Let’s discuss how satellite imagery has been used to further US geopolitical narratives and interests in N Korea.

Satellite imagery is considered technical & impartial, and has been used to give authority to rhetoric & actions. Yet like all visuals, they require interpretation.
The infamous satellite photograph of the Korean Peninsula at night has been used reproduce the claim around North Korea as “other”, different from its surroundings. North Korea in this image is characterized by what it is lacking: light.
Academic David Shim wrote an article titled "Seeing from Above: The Geopolitics of Satellite Vision and North Korea." We'll pull some quotes from this article.
“contrast between bright and dark and black and white underpins readings that foreground difference, distance and otherness [...] North Korea is literally imagined as a black hole, an image that for many is an allegory for its unique role in the current geopolitical order.”
Though the image is supposed to be an "impartial" satellite image, the US state department and Western media interprets the image each time they reproduce it. Their interpretations continue to "other" North Korea and further their geopolitical claims.
Sec of Defense, Rumsfeld's interpretation:

“South Korea is filled with lights of energy and vitality and a booming economy; North Korea is dark ... suggestion that it is a result of rhetoric from outside ... misses the point. We have a very strange situation in that country."
Rumsfeld again in 2006:

"Except for my wife and family, that is my favorite photo.

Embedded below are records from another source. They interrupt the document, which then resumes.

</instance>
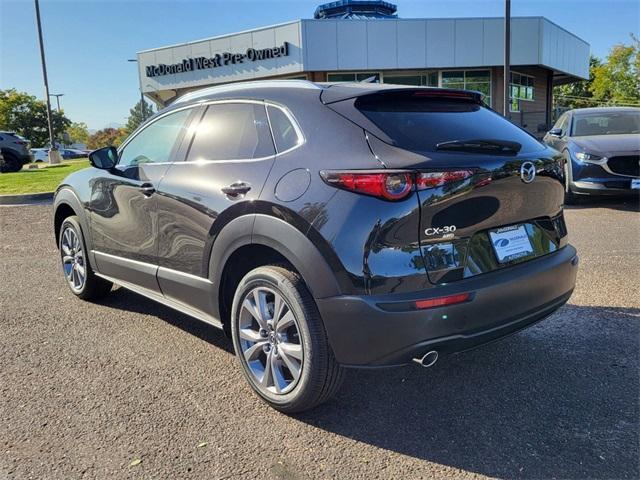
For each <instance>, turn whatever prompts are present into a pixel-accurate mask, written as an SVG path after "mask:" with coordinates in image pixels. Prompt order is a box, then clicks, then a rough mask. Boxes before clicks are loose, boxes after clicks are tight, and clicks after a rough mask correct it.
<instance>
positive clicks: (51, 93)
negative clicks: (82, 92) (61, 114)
mask: <svg viewBox="0 0 640 480" xmlns="http://www.w3.org/2000/svg"><path fill="white" fill-rule="evenodd" d="M49 96H50V97H56V103H57V104H58V113H60V97H64V93H50V94H49Z"/></svg>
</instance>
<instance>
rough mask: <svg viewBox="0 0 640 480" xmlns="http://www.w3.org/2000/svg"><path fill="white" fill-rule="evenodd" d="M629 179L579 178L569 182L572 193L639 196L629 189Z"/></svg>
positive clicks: (622, 178)
mask: <svg viewBox="0 0 640 480" xmlns="http://www.w3.org/2000/svg"><path fill="white" fill-rule="evenodd" d="M631 180H632V179H631V178H625V177H614V178H611V177H608V178H598V177H596V178H594V177H587V178H581V179H580V180H576V181H573V182H571V191H572V192H573V193H581V194H589V195H636V196H638V195H640V190H638V189H632V188H631Z"/></svg>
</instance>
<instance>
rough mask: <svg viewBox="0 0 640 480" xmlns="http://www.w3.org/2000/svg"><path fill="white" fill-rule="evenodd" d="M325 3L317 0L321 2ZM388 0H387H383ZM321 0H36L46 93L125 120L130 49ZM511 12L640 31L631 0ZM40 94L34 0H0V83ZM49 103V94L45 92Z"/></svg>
mask: <svg viewBox="0 0 640 480" xmlns="http://www.w3.org/2000/svg"><path fill="white" fill-rule="evenodd" d="M325 1H326V0H325ZM391 1H393V0H391ZM319 3H324V2H323V1H321V0H314V1H308V0H276V1H270V0H252V1H250V0H226V1H217V0H209V1H207V2H202V1H200V2H199V1H192V0H182V1H178V0H173V1H168V0H145V1H136V0H132V1H104V0H82V1H58V0H40V13H41V17H42V28H43V34H44V41H45V53H46V58H47V68H48V74H49V89H50V92H51V93H63V94H64V96H63V97H61V98H60V103H61V107H62V108H63V109H64V112H65V114H66V115H67V117H68V118H70V119H71V120H72V121H74V122H85V123H86V124H87V125H88V126H89V128H91V129H99V128H104V127H105V126H109V125H112V124H124V123H126V118H127V116H128V114H129V109H130V108H131V107H132V106H133V105H134V104H135V103H136V102H137V101H138V99H139V96H140V93H139V90H138V85H139V83H138V75H137V68H136V64H135V63H129V62H127V59H130V58H135V54H136V52H138V51H140V50H146V49H150V48H155V47H160V46H164V45H170V44H175V43H182V42H187V41H192V40H198V39H201V38H207V37H212V36H216V35H222V34H227V33H233V32H237V31H241V30H247V29H252V28H255V27H261V26H265V25H272V24H276V23H282V22H286V21H290V20H296V19H299V18H313V12H314V10H315V8H316V6H317V5H318V4H319ZM393 3H396V4H397V5H398V16H399V17H401V18H446V17H483V16H489V17H491V16H493V17H499V16H502V15H503V9H504V2H503V0H396V1H395V2H393ZM511 11H512V15H513V16H544V17H547V18H548V19H549V20H551V21H553V22H555V23H557V24H558V25H560V26H561V27H564V28H565V29H567V30H569V31H570V32H572V33H574V34H576V35H578V36H579V37H580V38H582V39H584V40H586V41H587V42H588V43H590V44H591V52H592V53H593V54H594V55H596V56H598V57H600V58H603V57H605V56H606V54H607V52H608V51H609V49H610V47H611V46H612V45H614V44H616V43H628V42H629V34H630V33H631V32H634V33H635V34H636V35H639V34H640V0H512V1H511ZM6 88H16V89H17V90H20V91H26V92H28V93H30V94H32V95H35V96H37V97H38V98H42V99H43V98H44V86H43V80H42V70H41V66H40V56H39V51H38V38H37V31H36V26H35V8H34V2H33V0H0V89H6ZM53 101H54V103H53V106H54V107H55V99H53Z"/></svg>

It says it all. [...] the south it’s a free political system and a free economic system […] that dot of light is Pyongyang. And the people there are starving and their growth is stunted."
The image and how it's been reproduced doesn't allow room for alternative interpretations or representations.

For example, the image “would take on a different meaning when interpreted according to an environmental discourse that problematizes [...] light pollution.”
In addition, daytime images of the Korean Peninsula are almost never used wince they "would not serve the specific purpose of speaking insecurity and emphasizing difference, as the nighttime pictures do"
In late 1990s, satellite images of tunnel construction in North Korea were leaked to the NYTimes.

The Clinton administration interpreted the images to mean that DPRK was attempting to violate the agreement to freeze their nuclear program by recreating hidden facilities.
N Korea was complying with the agreement, but "the pictures caused a great stir within both the US government and Congress."

The Clinton admin "demanded cessation of all construction activities and asked to be granted access to the suspicious underground facility"
The US made two visits to the suspicious site in 1999 and 2000, but "investigators found nothing but empty tunnels, a result that was embarrassing to both the US government and intelligence authorities"
We work and encourage others to develop sensitivity to so-called objective portrayals in the context of US hegemony.

“The selectivity of satellite imaging gives cause to ask why specific photographs or visual motifs, and not others, are repeatedly presented and disseminated.”